The academic credit requirements have not changed; however, service projects will need to comply with health and safety guidelines set by local officials, partner organizations, and Southern.
Will Southern transition to distance learning in the middle of the semester?
No, Southern does not currently plan to convert to distance learning this semester. Southern’s University Health Center is working with local public health officials to diagnose and safely care for students who test positive for COVID-19. However, if regulations change or circumstances arise that make it infeasible or unsafe to continue offering face-to-face classes at some point during the semester, then all options will be considered to successfully complete the semester and protect and support students.
NEW: Where can I find the links to events eligible for enrichment credit?
These links are emailed to your Southern email account; most can be found in the Weekender email that you receive every Thursday.
What should I do if someone is out of compliance regarding COVID-19 policies and procedures?
Every member of our campus community has the responsibility to hold each other accountable. This is outlined in the COVID-19 Policies and Procedures beginning on page 7. If you see a student, professor, staff member, or visitor who is not following Southern’s safety policies, kindly bring this to the individual’s attention. When this personal approach is not possible, then report to the appropriate person:
- Students should report situations involving students or employees to Lisa Hall, dean of students
- Employees should report situations involving students to Lisa Hall and those involving other employees with their own supervisors
Our goal is to work together to have a safe semester on campus. We take this seriously. Continued failure to cooperate may result in dismissal for both students and employees.
What precautions are the residence halls taking? Will we be able to get overnight leaves?
The residence halls are implementing precautions such as more frequent cleaning in common areas, limiting the number of individuals in shared spaces, and not allowing guests inside the residence halls. More details can be found in the complete COVID-19 Policies and Precautions document. The overnight leave system remains unchanged from previous years.
How has the Enrichment Credit program changed for this semester?
Your participation in spiritual, cultural, and educational programming outside the classroom is an important part of your well-rounded experience at Southern. Because of this, a modified Enrichment Credit program will resume this semester. Due to COVID-19, the following adjustments have been put in place:
- Required credits have been reduced.
- You may receive credit for participating in certain events online.
- No “Cultural Credits” will be required.

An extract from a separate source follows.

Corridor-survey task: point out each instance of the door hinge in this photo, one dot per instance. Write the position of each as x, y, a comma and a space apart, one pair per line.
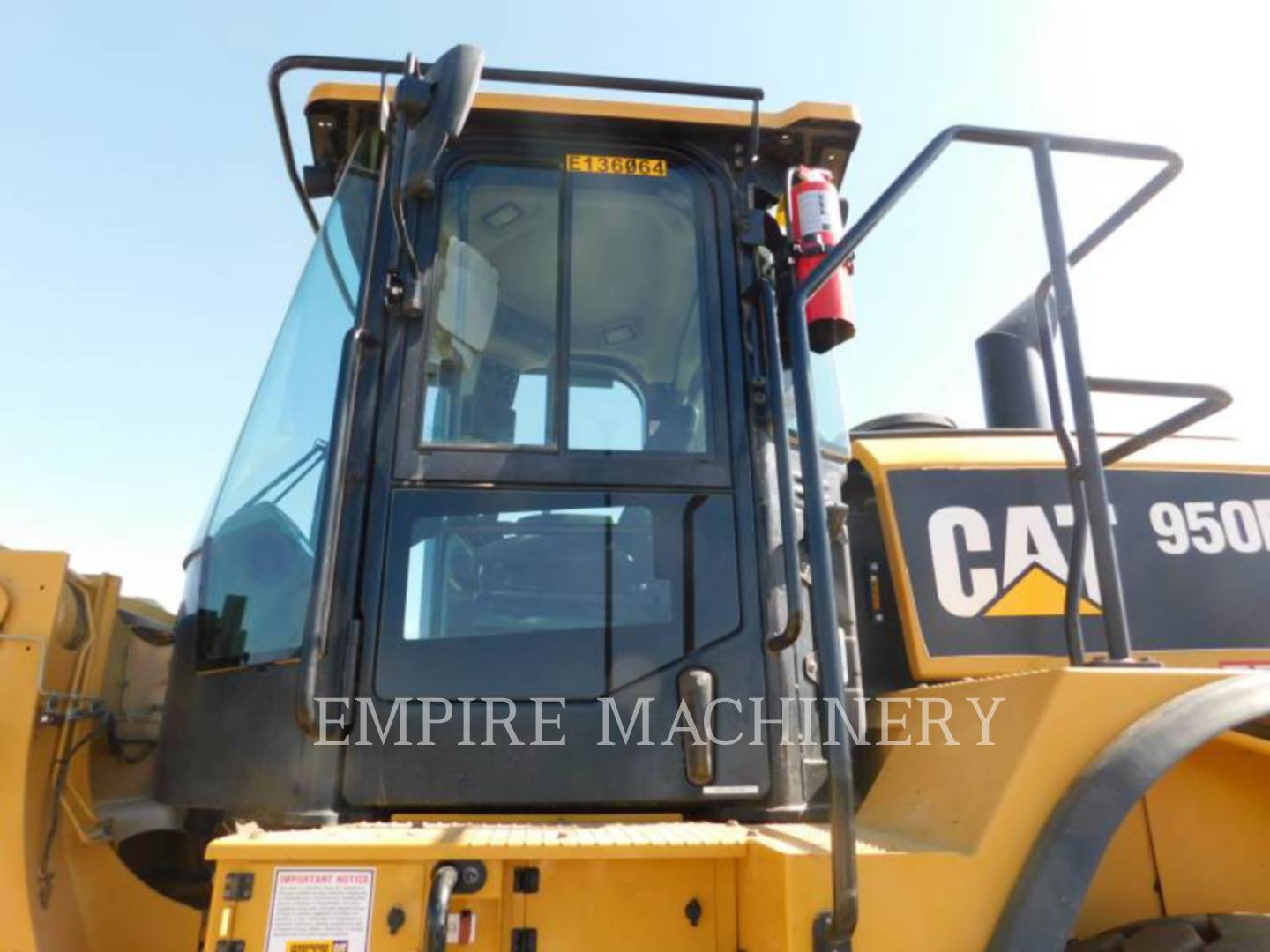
525, 879
238, 886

For more details and the current schedule, visit the Student Development website.
What kind of experience will this semester offer considering all of the safety measures being put in place?
Our goal is for this to be an amazing, fun semester! Yes, we will need to have certain precautions in place, such as holding Vespers outdoors in a big tent and wearing masks in situations where we need to protect those around us, but we will still be able to get together to learn, worship, and have fun. We plan to continue holding intramurals, your favorite on-campus eateries will still be providing a wide selection of food—now with off-site ordering capabilities—and the Student Association is still planning entertaining activities.

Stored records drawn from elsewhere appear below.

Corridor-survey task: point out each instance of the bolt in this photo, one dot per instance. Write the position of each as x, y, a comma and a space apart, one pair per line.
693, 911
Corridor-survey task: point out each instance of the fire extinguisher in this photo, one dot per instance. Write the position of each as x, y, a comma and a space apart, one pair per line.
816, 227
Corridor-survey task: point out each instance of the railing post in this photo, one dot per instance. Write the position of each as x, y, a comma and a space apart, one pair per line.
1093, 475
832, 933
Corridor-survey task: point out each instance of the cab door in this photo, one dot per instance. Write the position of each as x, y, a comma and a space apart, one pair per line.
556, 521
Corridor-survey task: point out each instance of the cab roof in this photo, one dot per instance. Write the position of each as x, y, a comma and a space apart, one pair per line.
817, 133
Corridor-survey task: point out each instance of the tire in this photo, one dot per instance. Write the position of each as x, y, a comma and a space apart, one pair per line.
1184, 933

What is happening with mission trips this semester?
- Student Missions: We recognize the increased risks brought on by the novel coronavirus, not only to health but to travel. As such, we are partnering with a reduced number of organizations until the pandemic has subsided. For more details about precautions being taken, visit southern.edu/studentmissions.
- Short-Term Trips: The short term Humanitarian Engagement (formerly uQuest) and Evangelistic Resource Center 2021 mission trips will continue to recruit, vet, and prepare students to serve, but administration will re-evaluate the safety and feasibility at least two weeks before each trip.